Реминисценции, допуская копирование и цитирование без ссылок и кавычек, представляли образ литературы в литературе, позволяли бессознательно вкладывать в текст не только то, что когда-то было познано и забыто, но и чего вовсе не было. Но делать все это добро содержанием «Романа Графомана», по-моему, было опрометчиво. Марк намеренно пренебрег строгим сюжетом и принялся таскать читателя из эпохи в эпоху, от одного персонажа к другому, представляя всех одним абзацем. Такое могло сойти за высокую прозу с креном в сторону постмодерна, если не пускаться в обличения и сравнения. Марк же решил противопоставить российского Телещеголя легендарному американцу Ларри Кингу, потрясавшему непредсказуемостью на канале CNN, Джону Симпсону, военному корреспонденту Би-би-си, создававшему впечатление, будто он вел за собой войска на взятие Бейрута, Багдада, Кабула… Телещеголь, не вылезая из Москвы, вещал на Первом канале телевидения. Хорошими манерами и идеологией гурмана он косил под европейского денди – то ли британца Джорджа Браммела, то ли француза Барбе де Оревильи, – прогибался перед властью, мгновенно приспосабливаясь к менявшимся правителям-автократам. С Первого канала он время от времени прыгал на независимый канал «Дождь», на либералистское радио «Эхо Москвы». Пописывал и в интернет-журнал «Сноб». Наконец, создал телеакадемию, открыл «Жеральдину» – французский ресторан на Арбате имени своей матери.

Марка эта личность, думаю, слегка завораживала. На мой же взгляд, образ Телещеголя имело смысл вводить в «Роман Графомана», лишь раскопав причину его популярности. Она таилась в политической необразованности и невзыскательности аудитории. Надуть такую публику не составляло труда. Дозированную критику власти он окутывал поверхностными комментариями, банальностями и трюизмами. Войнушки, террористические акты, выборные кампании, выставки, кинофестивали – все его суждения сводились ни к чему не обязывающему трепу. В толерантности Телещеголя сквозила легкая снисходительность. Приглашая в гости Художника, разжигал интерес публики к изображению гениталий, зазвав на разговор Историка, склонял к обсуждению скандальных сторон биографий. Если же удавалось заманить на программу Премьер-министра, элегантно холуйствовал, годил, напирая на толерантность. Участники его программ чувствовали себя комфортно, потому что знали наперед: ведущий будет играть по заранее обговоренным правилам. Все понимали друг друга с полуслова. Судьба Телещеголя утверждала давно известное: истинная трагедия вовсе не смерть, а жизнь человеческая. Такой персонаж мог быть успешным только в российском обществе, где бок о бок живут два отдельных, нисколько не похожих народа, говорящих на одном языке, но люто враждующих между собой. Есть Мы, и есть Они. У Нас свои герои: Чехов там, Мандельштам, Пастернак, Сахаров. У Них – свои: Иван Грозный, Сталин, Дзержинский…
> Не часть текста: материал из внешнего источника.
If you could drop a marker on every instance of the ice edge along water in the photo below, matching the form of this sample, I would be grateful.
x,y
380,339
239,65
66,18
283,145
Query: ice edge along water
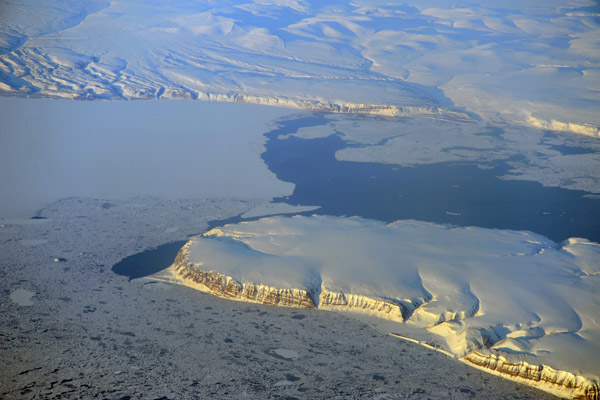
x,y
301,262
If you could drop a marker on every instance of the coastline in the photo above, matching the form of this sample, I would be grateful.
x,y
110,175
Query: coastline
x,y
143,339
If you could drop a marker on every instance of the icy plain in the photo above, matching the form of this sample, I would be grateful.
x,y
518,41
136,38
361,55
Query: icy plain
x,y
520,66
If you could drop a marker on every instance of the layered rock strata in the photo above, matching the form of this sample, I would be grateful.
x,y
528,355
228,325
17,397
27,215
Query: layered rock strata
x,y
227,287
561,383
319,263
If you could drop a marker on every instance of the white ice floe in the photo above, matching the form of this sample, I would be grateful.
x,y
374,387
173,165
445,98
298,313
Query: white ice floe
x,y
562,160
53,149
276,208
530,63
473,292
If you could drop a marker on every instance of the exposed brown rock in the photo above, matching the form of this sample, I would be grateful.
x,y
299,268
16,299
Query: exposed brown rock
x,y
561,383
225,286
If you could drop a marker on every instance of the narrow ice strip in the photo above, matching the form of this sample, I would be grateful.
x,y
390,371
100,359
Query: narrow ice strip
x,y
482,294
276,208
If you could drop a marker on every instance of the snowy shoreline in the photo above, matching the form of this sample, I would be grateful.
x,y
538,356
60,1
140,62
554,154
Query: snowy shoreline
x,y
511,303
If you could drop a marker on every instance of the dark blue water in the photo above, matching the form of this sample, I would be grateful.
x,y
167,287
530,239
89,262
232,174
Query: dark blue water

Концепция двух народов не нова. Но на Западе границы двух народов в одном выглядят иначе. Преодолев монарший скептицизм англичан ко всему американскому, легко увидеть, скажем, что и те, и другие говорят на одном языке, но ментально друг от друга достаточно далеки. Английский же скептицизм распространяется на всех. Спросите приватно английского джентльмена, что для него французы? Коллаборационисты. Итальянцы? Это что-то очень несерьезное. Немцы? Пустое место. Не о чем говорить. Австрийцы? Ну, это результат неудачной попытки сделать из немца итальянца. Только не надо тут искать вражду. Юмор, специфический английский юмор, и больше ничего.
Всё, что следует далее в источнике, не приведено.